Face à la recrudescence des échouements d’algues brunes, la Collectivité de Saint-Martin et la Préfecture ont lancé, jeudi 2 octobre, un comité de pilotage (COPIL) consacré à la gestion des sargasses. Objectif : renforcer la coordination entre les services publics, les acteurs économiques et les collectifs citoyens, afin de répondre à un phénomène qui frappe les îles de la Caraïbe depuis plus d’une décennie.
Un front commun face à un fléau persistant
Présidé conjointement par la vice-présidente de la Collectivité, Bernadette Davis, et le secrétaire général de la Préfecture, Fabrice Thibier, ce premier COPIL a réuni autour de la même table les services techniques de l’État et de la Collectivité, la Chambre de commerce et d’industrie (CCISM), le Conseil économique, social et culturel (CESC), la Réserve naturelle ainsi que le Collectif antisargasses.
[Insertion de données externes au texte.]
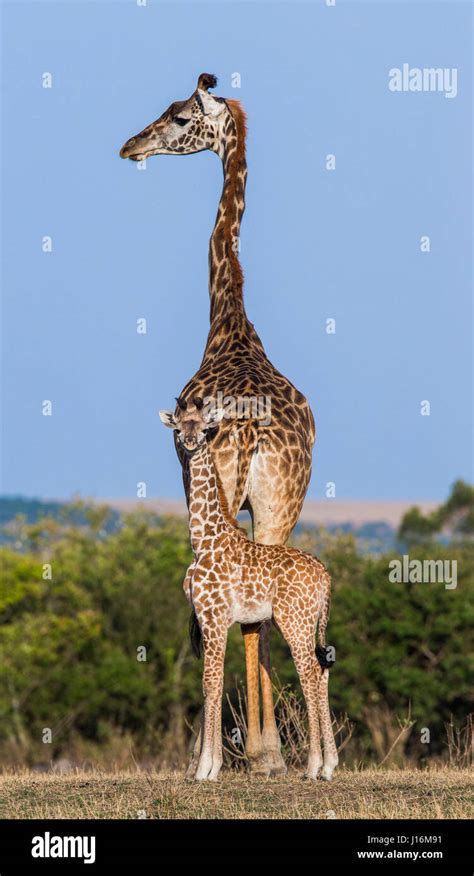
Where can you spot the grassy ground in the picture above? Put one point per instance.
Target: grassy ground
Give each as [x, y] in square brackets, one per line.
[443, 793]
L’objectif immédiat : dresser un état des lieux exhaustif des moyens disponibles et des besoins futurs.
Selon les chiffres présentés, les coûts de collecte et de traitement des sargasses ont explosé, passant de 700 000 euros en 2022 à une prévision de 4,4 millions d’euros en 2025.
Si l’État participe déjà à ce financement, les élus jugent les aides insuffisantes et appellent à une refonte des dispositifs pour assurer une action durable, coordonnée et adaptée aux spécificités insulaires.
Des projets concrets en cours d’étude
La Collectivité a annoncé la mise en œuvre, à l’été 2026, de deux barrages déviants au large de Cul-de-Sac et de la baie de l’Embouchure.
Ces dispositifs, actuellement en phase d’étude, devraient permettre de rediriger jusqu’à 80 % des algues dérivantes vers des zones de collecte, où un ramassage mécanique assurera leur transfert vers l’éco-site de Grandes Cayes pour traitement.
Entre février et septembre 2025, les équipes ont déjà ramassé près de 14 000 tonnes de sargasses, dont 5 000 tonnes pour le seul mois de juillet.
Les échouements se sont ralentis début octobre, mais les projections font état d’une tendance à l’augmentation dans les années à venir, en lien avec le réchauffement des eaux et la modification des courants atlantiques.
Un enjeu environnemental, économique et sanitaire
Au-delà des nuisances visuelles et olfactives, les échouements massifs de sargasses dégagent des gaz toxiques (sulfure d’hydrogène, ammoniac) qui affectent la santé des riverains et le cadre de vie.
Leur décomposition perturbe les écosystèmes côtiers, réduit l’activité touristique et freine la pêche artisanale.
Le COPIL devra également explorer des voies de valorisation des algues, malgré leur faible teneur en nutriments. Des projets de transformation en biogaz ou en matériaux composites sont à l’étude.
Par ailleurs, les entreprises touchées peuvent recourir au chômage partiel avec l’appui administratif de la CCISM.
Vers une coordination régionale élargie
Pour Bernadette Davis, ce premier COPIL marque une étape nécessaire :
« Il est crucial que les pays concernés se mobilisent pour que notre région bénéficie d’un accompagnement à la hauteur du fléau qui touche nos îles. L’impact sur le cadre de vie et la santé des populations exposées doit être davantage pris en compte. »
Dans cette optique, la Collectivité de Saint-Martin envisage d’organiser en 2026 une conférence régionale aux Antilles, afin de mobiliser les États caribéens, les institutions scientifiques et les bailleurs internationaux.
L’objectif serait de bâtir une stratégie caribéenne commune contre les sargasses, intégrant la prévention, la recherche, la collecte et la valorisation durable.
Une gouvernance renouvelée
Le nouveau comité de pilotage se réunira chaque trimestre et publiera un bilan semestriel des échouements, des coûts et des résultats obtenus.
La Préfecture et la Collectivité affirment leur volonté de faire de ce COPIL un outil de transparence et de suivi, ouvert aux acteurs de la société civile.
À terme, Saint-Martin espère devenir un territoire pilote dans la lutte régionale contre les sargasses, un enjeu à la croisée de la santé publique, de l’économie bleue et de la coopération environnementale caribéenne.